Java 11+ HttpClient:ProxySelector 与 Authenticator
Java 11 引入的现代 java.net.http.HttpClient 原生支持代理配置。核心机制是通过 ProxySelector 定义代理路由规则,通过 Authenticator 处理代理认证。这种设计将代理逻辑与请求逻辑解耦,适合需要动态切换代理的场景。
基础代理配置
最简单的方式是使用 ProxySelector.of() 创建固定代理选择器:
import java.net.InetSocketAddress;
import java.net.ProxySelector;
import java.net.URI;
import java.net.http.HttpClient;
import java.net.http.HttpRequest;
import java.net.http.HttpResponse;
public class JavaHttpClientProxyExample {
public static void main(String[] args) throws Exception {
// 创建代理选择器,指向 ProxyHat 网关
ProxySelector proxySelector = ProxySelector.of(
new InetSocketAddress("gate.proxyhat.com", 8080)
);
// 构建 HttpClient,配置代理
HttpClient client = HttpClient.newBuilder()
.proxy(proxySelector)
.connectTimeout(java.time.Duration.ofSeconds(10))
.build();
HttpRequest request = HttpRequest.newBuilder()

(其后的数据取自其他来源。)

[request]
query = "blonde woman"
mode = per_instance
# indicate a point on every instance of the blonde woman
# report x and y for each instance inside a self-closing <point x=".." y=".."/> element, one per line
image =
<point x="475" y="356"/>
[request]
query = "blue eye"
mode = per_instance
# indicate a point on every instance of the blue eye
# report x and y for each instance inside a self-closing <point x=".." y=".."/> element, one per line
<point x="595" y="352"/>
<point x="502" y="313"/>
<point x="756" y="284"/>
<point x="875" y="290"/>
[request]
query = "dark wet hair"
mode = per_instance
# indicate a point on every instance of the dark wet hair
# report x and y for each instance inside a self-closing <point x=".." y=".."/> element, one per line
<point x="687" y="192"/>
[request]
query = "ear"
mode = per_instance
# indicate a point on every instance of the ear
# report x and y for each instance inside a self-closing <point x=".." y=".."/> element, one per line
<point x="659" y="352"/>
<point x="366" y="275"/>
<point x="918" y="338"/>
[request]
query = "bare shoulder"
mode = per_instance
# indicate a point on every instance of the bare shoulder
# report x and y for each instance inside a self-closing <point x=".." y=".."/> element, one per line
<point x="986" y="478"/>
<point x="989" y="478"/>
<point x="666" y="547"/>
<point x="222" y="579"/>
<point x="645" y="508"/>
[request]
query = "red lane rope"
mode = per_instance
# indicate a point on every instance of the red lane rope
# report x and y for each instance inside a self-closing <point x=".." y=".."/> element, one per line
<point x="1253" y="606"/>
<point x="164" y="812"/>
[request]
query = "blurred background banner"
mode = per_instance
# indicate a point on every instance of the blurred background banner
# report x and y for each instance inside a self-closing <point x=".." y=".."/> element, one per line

.uri(URI.create("https://httpbin.org/ip"))
.GET()
.build();
HttpResponse<String> response = client.send(
request,
HttpResponse.BodyHandlers.ofString()
);
System.out.println("Status: " + response.statusCode());
System.out.println("Body: " + response.body());
}
}
上述代码通过代理网关发送请求,但未处理认证。大多数商业代理服务(包括 ProxyHat)要求用户名密码认证。
带认证的代理配置
使用 Authenticator 提供代理凭据:
import java.net.Authenticator;
import java.net.InetSocketAddress;
import java.net.PasswordAuthentication;
import java.net.ProxySelector;
import java.net.URI;
import java.net.http.HttpClient;
import java.net.http.HttpRequest;
import java.net.http.HttpResponse;
import java.time.Duration;
public class JavaHttpClientAuthProxy {
public static void main(String[] args) throws Exception {
// 代理认证器
Authenticator proxyAuth = new Authenticator() {
@Override
protected PasswordAuthentication getPasswordAuthentication() {
// ProxyHat 用户名格式支持地理定位
// user-country-US 表示美国出口 IP
return new PasswordAuthentication(
"user-country-US",
"PASSWORD".toCharArray()
);
}
};
ProxySelector proxySelector = ProxySelector.of(
new InetSocketAddress("gate.proxyhat.com", 8080)
);
HttpClient client = HttpClient.newBuilder()
.proxy(proxySelector)
.authenticator(proxyAuth)
.connectTimeout(Duration.ofSeconds(15))
.followRedirects(HttpClient.Redirect.NORMAL)
.build();
HttpRequest request = HttpRequest.newBuilder()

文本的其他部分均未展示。